Breaking his resentful silence for the first time, Captain Farrell laid a restraining hand on her arm and said gently, “Jason ordered it done, Victoria. He’s half-insane with grief. Your great-grandmother is partially right—I have no idea how he’ll react when he first sees you.”

Victoria didn’t care what Jason did, so long as he knew she was alive. She jumped down from the carriage, leaving Captain Farrell to look after her great-grandmother, and raced to the front door. Finding it locked, she lifted the knocker and used it with a vengeance. It seemed to take forever before the door slowly opened.

“Northrup!” Victoria burst out. “Where is Jason?”

The butler blinked at her in the dim light, then blinked again.

“Please don’t stare at me as if I’m a ghost. This has all been a misunderstanding! Northrup,” she said desperately, laying her warm hand upon his cold cheek. “I am not dead!”

“He’s—he’s—” A broad grin suddenly burst across Northrup’s taut features. “He’s in his study, my lady, and may I say how very happy I—”

Too frantic to listen, Victoria ran down the hall toward Jason’s study, combing her fingers through her hair on the way.

“Victoria?” Charles burst out from the balcony above. “Victoria!”

“Grandmama will explain everything, Uncle Charles,” Victoria called, and kept running.

At Jason’s study, she put her shaking hand on the door handle, momentarily paralyzed by the enormity of the disaster she had caused; then she drew a shivering breath and stepped inside, closing the door behind her.

Jason was sitting in a chair near the window, his elbows upon his parted knees, his head in his hands. On the table beside him were two empty bottles of whiskey and the onyx panther she had given him.

Victoria swallowed past the lump of remorse in her throat and started forward. “Jason—” she said softly.

His head lifted slowly and he gazed at her, his face a ravaged mask, his haunted eyes looking right through her as if she were an apparition. “Tory,” he groaned in anguish.

Victoria stopped short, watching in horror as he leaned his head against the back of his chair and squeezed his eyes closed.

“Jason,” she burst out frantically. “Look at me.”

“I see you, darling,” he whispered without opening his eyes. His hand went to the panther on the table beside him, lovingly stroking its back. “Talk to me,” he pleaded in an agonized voice. “Don’t ever stop talking to me, Tory. I don’t mind being insane, as long as I can hear your voice—”
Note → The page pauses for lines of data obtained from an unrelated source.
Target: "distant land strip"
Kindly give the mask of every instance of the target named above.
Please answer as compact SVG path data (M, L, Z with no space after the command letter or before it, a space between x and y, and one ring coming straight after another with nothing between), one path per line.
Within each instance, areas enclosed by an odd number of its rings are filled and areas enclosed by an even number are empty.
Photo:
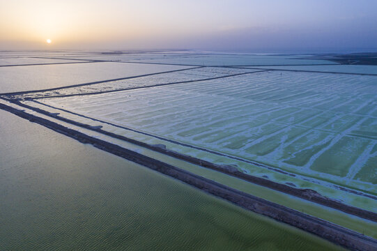
M339 66L339 65L337 65L337 66ZM343 66L343 65L341 65L341 66ZM237 69L253 69L253 70L261 70L262 69L262 68L252 68L252 67L235 67L235 66L231 66L231 68L237 68ZM275 71L289 71L289 72L299 72L299 73L344 74L344 75L361 75L361 76L377 76L377 74L374 74L374 73L339 73L339 72L332 72L332 71L320 71L320 70L288 70L288 69L276 69L276 68L263 68L263 69L268 70L275 70Z
M155 160L116 144L86 135L47 119L0 103L0 109L31 122L50 128L77 141L144 165L216 197L224 199L247 210L272 218L278 221L316 234L351 250L376 250L377 240L344 228L323 220L305 214L277 204L245 193L201 177L190 172Z
M15 66L47 66L47 65L57 65L57 64L70 64L70 63L98 63L96 60L92 60L85 62L61 62L61 63L25 63L20 65L4 65L0 66L0 67L15 67Z

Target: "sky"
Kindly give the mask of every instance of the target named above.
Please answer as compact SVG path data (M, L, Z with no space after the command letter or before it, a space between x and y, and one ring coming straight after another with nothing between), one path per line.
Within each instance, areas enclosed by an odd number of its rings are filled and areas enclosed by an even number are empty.
M0 50L377 51L376 10L376 0L0 0Z

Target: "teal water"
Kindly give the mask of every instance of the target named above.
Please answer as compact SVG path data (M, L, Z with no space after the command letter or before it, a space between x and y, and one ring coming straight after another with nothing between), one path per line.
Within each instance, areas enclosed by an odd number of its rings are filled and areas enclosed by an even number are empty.
M0 250L332 250L0 110Z

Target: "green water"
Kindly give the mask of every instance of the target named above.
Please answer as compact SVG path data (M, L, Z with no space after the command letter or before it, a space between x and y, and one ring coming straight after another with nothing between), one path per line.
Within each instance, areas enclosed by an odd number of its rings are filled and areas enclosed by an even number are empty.
M0 250L339 247L0 111Z

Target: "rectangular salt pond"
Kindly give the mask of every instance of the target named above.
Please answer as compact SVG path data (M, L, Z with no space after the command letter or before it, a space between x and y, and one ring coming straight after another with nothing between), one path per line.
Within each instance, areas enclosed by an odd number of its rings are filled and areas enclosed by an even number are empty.
M376 81L267 72L42 102L357 189L377 183Z
M61 87L187 68L113 62L0 67L0 92Z

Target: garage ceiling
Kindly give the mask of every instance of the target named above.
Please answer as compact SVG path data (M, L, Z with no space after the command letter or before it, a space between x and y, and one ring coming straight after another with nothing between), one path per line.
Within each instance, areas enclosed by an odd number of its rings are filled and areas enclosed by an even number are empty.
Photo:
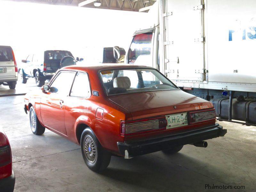
M147 11L156 0L14 0L16 2L25 2L52 5L74 6L129 11ZM100 6L96 6L96 3ZM100 4L98 3L98 4Z

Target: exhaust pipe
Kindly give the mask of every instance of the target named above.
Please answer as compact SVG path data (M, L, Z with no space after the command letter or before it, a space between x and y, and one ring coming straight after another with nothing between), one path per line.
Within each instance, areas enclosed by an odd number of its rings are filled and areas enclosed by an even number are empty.
M195 143L194 144L194 145L196 147L206 148L207 147L207 146L208 146L208 144L207 143L207 142L202 141L200 142Z

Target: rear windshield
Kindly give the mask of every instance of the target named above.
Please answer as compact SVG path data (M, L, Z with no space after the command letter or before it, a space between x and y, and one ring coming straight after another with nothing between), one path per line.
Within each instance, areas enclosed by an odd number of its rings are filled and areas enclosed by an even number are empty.
M67 51L46 51L44 52L44 60L60 60L65 56L74 57L71 53Z
M122 69L100 72L108 95L178 89L158 71L148 68Z
M13 61L12 51L10 47L0 46L0 62Z

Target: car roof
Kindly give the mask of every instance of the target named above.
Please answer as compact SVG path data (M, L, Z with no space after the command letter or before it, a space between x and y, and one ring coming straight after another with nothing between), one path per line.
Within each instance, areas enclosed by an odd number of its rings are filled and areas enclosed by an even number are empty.
M108 63L104 65L100 63L98 65L72 65L64 67L62 69L71 69L73 70L81 70L82 71L86 70L99 71L106 69L114 69L116 68L148 68L155 69L153 67L142 66L140 65L134 65L127 64L126 65L118 64L116 63ZM105 64L104 63L104 64Z

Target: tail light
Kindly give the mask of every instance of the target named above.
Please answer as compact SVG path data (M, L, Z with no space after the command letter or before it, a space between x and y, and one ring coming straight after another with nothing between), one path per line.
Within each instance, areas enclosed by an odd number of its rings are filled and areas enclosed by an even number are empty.
M14 53L13 52L13 50L12 51L12 57L13 58L13 61L14 62L14 67L15 68L15 72L18 73L18 68L17 67L17 63L16 62L16 60L15 59L15 57L14 56Z
M127 135L165 129L167 121L165 118L143 119L121 122L121 135Z
M0 147L0 167L8 164L12 162L12 152L10 146Z
M210 109L189 113L189 122L191 124L216 119L215 110Z

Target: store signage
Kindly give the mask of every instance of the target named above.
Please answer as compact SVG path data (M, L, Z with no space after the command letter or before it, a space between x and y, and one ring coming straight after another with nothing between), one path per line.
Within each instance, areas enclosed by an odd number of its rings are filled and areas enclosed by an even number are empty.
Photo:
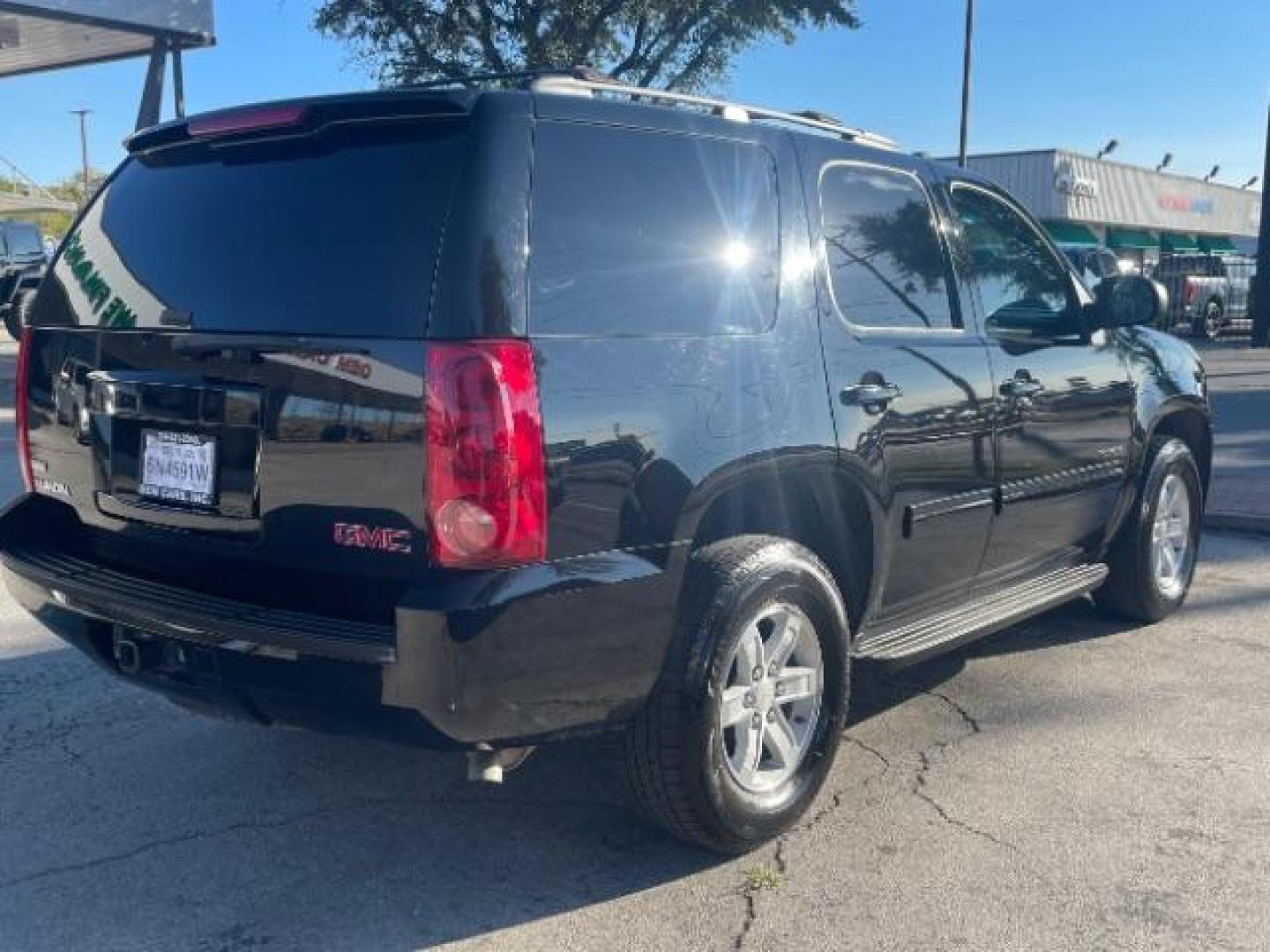
M1099 183L1077 175L1069 161L1059 162L1054 170L1054 188L1073 198L1099 197Z
M1212 198L1187 198L1186 195L1179 195L1176 192L1158 192L1156 202L1166 212L1186 212L1189 215L1213 213Z

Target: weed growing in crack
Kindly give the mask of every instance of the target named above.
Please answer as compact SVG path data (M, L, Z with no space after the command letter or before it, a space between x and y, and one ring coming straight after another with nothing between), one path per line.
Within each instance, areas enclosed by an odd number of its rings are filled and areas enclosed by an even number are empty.
M745 892L779 890L785 885L785 873L771 866L752 866L742 876L745 877Z

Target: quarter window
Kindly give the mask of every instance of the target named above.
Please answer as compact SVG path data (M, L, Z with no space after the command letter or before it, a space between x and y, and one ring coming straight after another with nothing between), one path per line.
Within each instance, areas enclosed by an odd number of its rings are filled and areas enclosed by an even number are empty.
M935 212L916 178L829 165L820 175L820 216L843 317L865 327L954 326Z
M989 334L1080 330L1067 269L1022 216L987 192L965 187L952 189L952 208Z
M756 334L776 316L776 166L753 145L542 123L535 334Z

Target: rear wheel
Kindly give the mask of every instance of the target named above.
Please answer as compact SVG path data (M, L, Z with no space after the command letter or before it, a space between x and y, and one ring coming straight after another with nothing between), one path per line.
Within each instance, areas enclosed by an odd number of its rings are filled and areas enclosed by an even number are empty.
M640 810L676 836L742 853L815 798L846 721L848 628L804 547L743 536L701 550L679 631L627 739Z
M1156 622L1186 600L1199 555L1203 487L1190 448L1173 437L1152 443L1147 479L1109 553L1111 574L1095 593L1100 607Z
M13 296L13 303L4 311L4 327L14 340L22 339L22 329L30 319L30 305L34 298L34 292L19 291Z

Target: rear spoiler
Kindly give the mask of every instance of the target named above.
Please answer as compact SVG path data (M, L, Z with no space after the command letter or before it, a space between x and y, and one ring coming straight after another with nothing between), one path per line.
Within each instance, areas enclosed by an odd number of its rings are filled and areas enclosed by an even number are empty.
M130 155L218 140L306 136L333 123L378 119L461 118L479 94L469 90L394 90L323 99L260 103L202 113L141 129L123 140Z

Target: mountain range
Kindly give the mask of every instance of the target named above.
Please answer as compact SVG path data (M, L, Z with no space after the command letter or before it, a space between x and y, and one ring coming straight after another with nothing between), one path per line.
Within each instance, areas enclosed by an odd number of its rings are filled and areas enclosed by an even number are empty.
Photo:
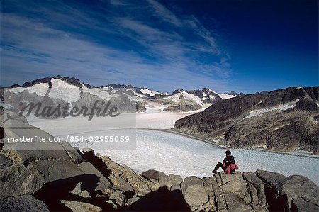
M91 86L74 77L47 77L3 88L2 106L20 111L21 104L40 102L43 107L65 106L91 108L96 101L109 101L123 112L142 112L150 107L167 111L191 111L233 98L237 94L220 94L209 89L176 90L171 94L132 85ZM57 117L59 118L59 117Z

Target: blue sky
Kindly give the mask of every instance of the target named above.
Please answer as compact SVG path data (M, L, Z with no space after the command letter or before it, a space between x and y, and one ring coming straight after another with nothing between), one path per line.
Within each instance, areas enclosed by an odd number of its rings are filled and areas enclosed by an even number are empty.
M1 85L254 93L318 82L316 0L13 1L1 4Z

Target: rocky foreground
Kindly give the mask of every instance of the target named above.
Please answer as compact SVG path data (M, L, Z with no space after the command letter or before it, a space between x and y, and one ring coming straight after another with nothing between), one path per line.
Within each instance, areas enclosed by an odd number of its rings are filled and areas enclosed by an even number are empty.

“Jason!” Victoria screamed, racing forward and frantically clutching his broad shoulders. “Open your eyes. I am not dead. I did not drown! Do you hear me, I didn’t!”

His glazed eyes opened, but he continued speaking to her as if she were a beloved apparition to whom he needed desperately to explain something. “I didn’t know about your Andrew’s letter,” he whispered brokenly. “You know that now, don’t you, darling? You do know it—” Suddenly he raised his tormented gaze to the ceiling and began to pray, his body arching as if he was in pain. “Oh, please!” he groaned horribly, “please tell her I didn’t know about the letter. Damn you!” he raged at God, “tell her I didn’t know!”